In some examples, the processor 402 can implement some or all of the steps shown in FIG. 5 . Other examples can include more steps, fewer steps, different steps, or a different order of the steps than is shown in FIG. 5 . The steps of FIG. 5 are discussed below with reference to the components discussed above in relation to FIG. 4 .
In block 502, a processor 402 determines a subset of storage nodes 102 a-c that include specialized hardware 108 a-c. The specialized hardware 108 a-c can be preconfigured with specialized functionality 408 a-c for compressing data or encrypting data, in some examples. The processor 402 can determine the subset of storage nodes 102 a-c based on status information 410 received from the plurality of storage nodes 102 a-e of a distributed storage system 400. The status information 410 can indicate whether each storage node in the plurality of storage nodes 102 a-e has a corresponding piece of specialized hardware.
In block 504, the processor 402 generates a node pool 122 that includes the subset of storage nodes 102 a-c with the specialized hardware 108 a-c. In some examples, generating the node pool 122 may involve transmitting one or more commands to an application programming interface (API) of the distributed storage system 100 for causing the distributed storage system 100 to assign the storage nodes into the node pool 122.

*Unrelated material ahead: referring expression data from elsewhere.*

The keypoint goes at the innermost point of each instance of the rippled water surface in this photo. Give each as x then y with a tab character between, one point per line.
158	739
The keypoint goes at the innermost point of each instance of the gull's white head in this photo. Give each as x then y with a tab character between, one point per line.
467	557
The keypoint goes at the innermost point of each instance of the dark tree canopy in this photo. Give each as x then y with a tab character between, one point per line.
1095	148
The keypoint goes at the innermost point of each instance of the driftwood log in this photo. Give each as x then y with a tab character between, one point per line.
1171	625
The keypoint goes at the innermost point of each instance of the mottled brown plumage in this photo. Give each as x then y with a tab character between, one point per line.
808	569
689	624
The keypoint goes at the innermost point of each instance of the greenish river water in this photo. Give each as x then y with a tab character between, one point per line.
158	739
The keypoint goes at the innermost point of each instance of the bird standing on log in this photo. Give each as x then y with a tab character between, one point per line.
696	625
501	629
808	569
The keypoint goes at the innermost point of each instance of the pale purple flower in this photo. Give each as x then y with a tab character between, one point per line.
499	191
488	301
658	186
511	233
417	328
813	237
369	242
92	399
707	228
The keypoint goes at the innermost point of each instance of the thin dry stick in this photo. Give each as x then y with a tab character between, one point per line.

After the node pool 122 is generated, the node pool 122 can perform the specialized functionality in relation to a data request 412. For example, data request 412 can correspond to a particular VSU that is part of the node pool 122. As a result, the data request 412 can be serviced by the node pool 122 using the specialized functionality.
The foregoing description of certain examples, including illustrated examples, has been presented only for the purpose of illustration and description and is not intended to be exhaustive or to limit the disclosure to the precise forms disclosed. Numerous modifications, adaptations, and uses thereof will be apparent to those skilled in the art without departing from the scope of the disclosure. For instance, any examples described herein can be combined with any other examples to yield further examples.